Advances in Health Sciences Education (Theory and Practice): Content Pages
Castanelli DJ, Weller JM, Molloy E, Bearman M.
Medical educators are tasked with decisions on trainee progression and credentialing for independent clinical practice, which requires robust evidence from workplace-based assessment. It is unclear how the current promotion of workplace-based assessment as a pedagogical approach to promote learning has impacted this use of assessments for decision-making; meeting both these purposes may present unforeseen challenges. In this study we explored how supervisors make decisions on trainee progress in practice.

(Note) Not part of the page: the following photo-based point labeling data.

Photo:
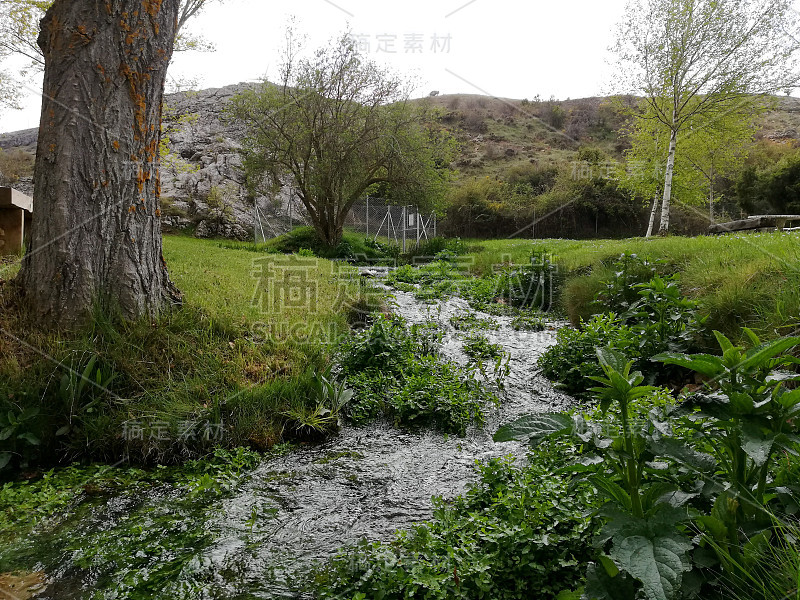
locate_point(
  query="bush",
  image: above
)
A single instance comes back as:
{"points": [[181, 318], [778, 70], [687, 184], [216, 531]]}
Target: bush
{"points": [[659, 320], [397, 373], [574, 357]]}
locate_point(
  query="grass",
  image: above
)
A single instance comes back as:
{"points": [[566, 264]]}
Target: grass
{"points": [[741, 280], [230, 368], [354, 246]]}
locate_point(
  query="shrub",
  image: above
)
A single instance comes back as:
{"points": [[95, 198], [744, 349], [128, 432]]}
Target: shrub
{"points": [[397, 373], [573, 359]]}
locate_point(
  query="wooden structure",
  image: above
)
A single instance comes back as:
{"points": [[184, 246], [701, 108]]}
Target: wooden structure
{"points": [[16, 211], [755, 223]]}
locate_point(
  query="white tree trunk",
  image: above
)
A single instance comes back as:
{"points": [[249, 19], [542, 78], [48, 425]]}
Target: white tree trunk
{"points": [[653, 212], [665, 203]]}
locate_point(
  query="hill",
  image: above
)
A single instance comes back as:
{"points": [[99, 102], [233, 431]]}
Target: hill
{"points": [[203, 184]]}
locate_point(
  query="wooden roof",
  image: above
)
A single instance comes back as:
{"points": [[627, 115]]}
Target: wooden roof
{"points": [[9, 197]]}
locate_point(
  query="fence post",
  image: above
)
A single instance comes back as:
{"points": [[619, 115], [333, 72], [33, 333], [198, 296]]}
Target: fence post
{"points": [[416, 208]]}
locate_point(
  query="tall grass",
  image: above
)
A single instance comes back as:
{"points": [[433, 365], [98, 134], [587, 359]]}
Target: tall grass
{"points": [[223, 370]]}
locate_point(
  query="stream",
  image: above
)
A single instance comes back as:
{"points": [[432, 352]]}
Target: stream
{"points": [[366, 482]]}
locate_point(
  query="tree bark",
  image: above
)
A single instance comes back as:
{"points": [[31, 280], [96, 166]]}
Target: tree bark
{"points": [[665, 203], [96, 234], [653, 212]]}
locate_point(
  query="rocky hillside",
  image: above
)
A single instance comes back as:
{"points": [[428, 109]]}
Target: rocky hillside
{"points": [[203, 184]]}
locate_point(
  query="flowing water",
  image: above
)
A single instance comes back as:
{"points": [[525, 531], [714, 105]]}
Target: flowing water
{"points": [[366, 482]]}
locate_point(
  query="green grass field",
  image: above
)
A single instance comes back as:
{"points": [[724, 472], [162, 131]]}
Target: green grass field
{"points": [[230, 355], [741, 280]]}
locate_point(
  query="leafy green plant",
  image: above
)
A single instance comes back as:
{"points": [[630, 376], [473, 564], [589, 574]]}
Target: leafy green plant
{"points": [[396, 371], [528, 322], [470, 321], [643, 546], [574, 357], [535, 285], [618, 294], [660, 320], [16, 434], [744, 417]]}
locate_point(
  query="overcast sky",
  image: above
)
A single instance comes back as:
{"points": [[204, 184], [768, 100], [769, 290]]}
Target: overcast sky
{"points": [[514, 49]]}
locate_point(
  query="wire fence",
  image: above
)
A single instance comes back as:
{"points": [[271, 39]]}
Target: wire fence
{"points": [[404, 226]]}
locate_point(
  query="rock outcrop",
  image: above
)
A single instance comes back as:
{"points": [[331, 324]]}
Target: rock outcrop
{"points": [[202, 180]]}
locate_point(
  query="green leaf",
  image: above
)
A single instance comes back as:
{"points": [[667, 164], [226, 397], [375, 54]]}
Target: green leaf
{"points": [[754, 339], [658, 562], [534, 428], [612, 490], [724, 343], [705, 364], [600, 586], [683, 454], [613, 360], [30, 438], [759, 356]]}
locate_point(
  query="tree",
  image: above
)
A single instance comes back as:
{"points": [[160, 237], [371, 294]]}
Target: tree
{"points": [[710, 150], [696, 60], [19, 29], [96, 237], [719, 149], [337, 126]]}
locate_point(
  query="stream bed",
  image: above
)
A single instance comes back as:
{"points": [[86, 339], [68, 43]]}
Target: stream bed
{"points": [[293, 510]]}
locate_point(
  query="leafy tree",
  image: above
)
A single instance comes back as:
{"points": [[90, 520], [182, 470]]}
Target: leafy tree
{"points": [[719, 149], [19, 30], [338, 126], [96, 236], [697, 60]]}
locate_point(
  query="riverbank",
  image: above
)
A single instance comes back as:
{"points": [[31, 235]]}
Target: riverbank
{"points": [[255, 528], [746, 279]]}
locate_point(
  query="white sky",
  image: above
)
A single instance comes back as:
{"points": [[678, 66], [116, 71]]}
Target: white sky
{"points": [[514, 49]]}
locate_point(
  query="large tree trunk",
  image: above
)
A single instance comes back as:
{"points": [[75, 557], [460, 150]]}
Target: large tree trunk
{"points": [[665, 203], [96, 235]]}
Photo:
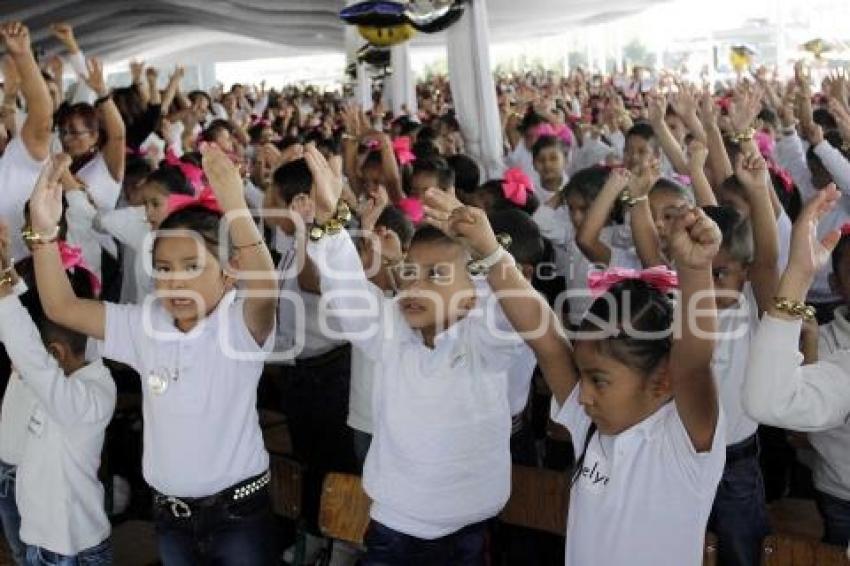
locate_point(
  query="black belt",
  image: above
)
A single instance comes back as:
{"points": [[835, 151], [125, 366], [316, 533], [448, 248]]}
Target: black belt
{"points": [[182, 507], [747, 448], [324, 359]]}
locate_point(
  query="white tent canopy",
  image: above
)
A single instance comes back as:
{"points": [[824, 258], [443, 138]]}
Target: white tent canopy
{"points": [[217, 30]]}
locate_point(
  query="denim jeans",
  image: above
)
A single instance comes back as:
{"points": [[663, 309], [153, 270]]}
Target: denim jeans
{"points": [[386, 547], [234, 534], [739, 515], [9, 515], [100, 555], [836, 518]]}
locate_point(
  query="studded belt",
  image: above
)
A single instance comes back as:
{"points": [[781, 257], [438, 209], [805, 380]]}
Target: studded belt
{"points": [[183, 507]]}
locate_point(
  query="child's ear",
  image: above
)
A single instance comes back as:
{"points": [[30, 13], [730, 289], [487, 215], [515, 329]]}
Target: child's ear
{"points": [[659, 383]]}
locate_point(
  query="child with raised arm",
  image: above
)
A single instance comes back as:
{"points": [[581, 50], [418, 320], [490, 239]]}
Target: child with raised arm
{"points": [[68, 404], [439, 463], [199, 347], [644, 413]]}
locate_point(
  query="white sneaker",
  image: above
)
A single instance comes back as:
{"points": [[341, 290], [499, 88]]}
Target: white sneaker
{"points": [[345, 554]]}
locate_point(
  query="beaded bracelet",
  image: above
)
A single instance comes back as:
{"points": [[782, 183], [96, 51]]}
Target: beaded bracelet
{"points": [[796, 309]]}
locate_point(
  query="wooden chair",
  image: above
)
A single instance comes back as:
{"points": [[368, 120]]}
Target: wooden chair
{"points": [[344, 509], [782, 550], [539, 500]]}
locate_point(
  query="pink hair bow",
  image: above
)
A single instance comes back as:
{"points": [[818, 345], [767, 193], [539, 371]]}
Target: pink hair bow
{"points": [[206, 199], [517, 186], [72, 258], [599, 282], [194, 174], [412, 208], [401, 147], [563, 132]]}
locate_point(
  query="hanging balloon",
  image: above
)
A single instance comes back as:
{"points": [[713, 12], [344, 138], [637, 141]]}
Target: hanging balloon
{"points": [[817, 47], [740, 57], [432, 16], [379, 22], [386, 36]]}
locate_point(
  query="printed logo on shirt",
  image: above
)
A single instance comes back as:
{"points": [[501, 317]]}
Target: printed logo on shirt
{"points": [[594, 476], [36, 423]]}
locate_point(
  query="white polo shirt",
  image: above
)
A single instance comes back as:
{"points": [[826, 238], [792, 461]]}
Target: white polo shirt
{"points": [[18, 174], [736, 327], [643, 496], [59, 495], [202, 432], [831, 469], [440, 454]]}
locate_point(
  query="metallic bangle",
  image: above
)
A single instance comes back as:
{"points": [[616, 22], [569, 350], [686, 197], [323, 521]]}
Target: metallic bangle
{"points": [[796, 309], [34, 238], [629, 200]]}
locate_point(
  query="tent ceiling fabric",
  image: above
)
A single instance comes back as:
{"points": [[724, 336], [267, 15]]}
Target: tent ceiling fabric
{"points": [[117, 29]]}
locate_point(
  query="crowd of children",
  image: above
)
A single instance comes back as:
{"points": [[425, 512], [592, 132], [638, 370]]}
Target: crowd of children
{"points": [[652, 264]]}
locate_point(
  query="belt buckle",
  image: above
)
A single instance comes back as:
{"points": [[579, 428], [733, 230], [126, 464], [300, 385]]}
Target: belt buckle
{"points": [[179, 509]]}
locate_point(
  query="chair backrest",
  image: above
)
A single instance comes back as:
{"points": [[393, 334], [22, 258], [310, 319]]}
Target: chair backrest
{"points": [[344, 511], [286, 486], [539, 500], [780, 550]]}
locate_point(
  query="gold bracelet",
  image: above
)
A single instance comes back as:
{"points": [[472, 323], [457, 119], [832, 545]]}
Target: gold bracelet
{"points": [[629, 200], [746, 135], [334, 225], [796, 309], [34, 238]]}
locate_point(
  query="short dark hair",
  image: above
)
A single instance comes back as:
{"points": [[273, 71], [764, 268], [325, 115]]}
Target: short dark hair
{"points": [[435, 165], [394, 219], [527, 244], [292, 179], [467, 173]]}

We conducted semi-structured interviews with 19 supervisors of postgraduate anesthesia training across Australia and New Zealand and undertook thematic analysis of the transcripts. Supervisors looked beyond the formal assessment portfolio when making performance decisions. They instead used assessment 'shadow systems' based on their own observation and confidential judgements from trusted colleagues. Supervisors' decision making involved expert judgement of the perceived salient aspects of performance and the standard to be attained while making allowances for the opportunities and constraints of the local learning environment. Supervisors found making progress decisions an emotional burden. When faced with difficult decisions, they found ways to share the responsibility and balance the potential consequences for the trainee with the need to protect their patients. Viewed through the lens of community of practice theory, the development of assessment 'shadow systems' indicates a lack of alignment between local workplace assessment practices and the prescribed programmatic assessment approach to high-stakes progress decisions. Avenues for improvement include cooperative development of formal assessment processes to better meet local needs or incorporating the information in 'shadow systems' into formal assessment processes.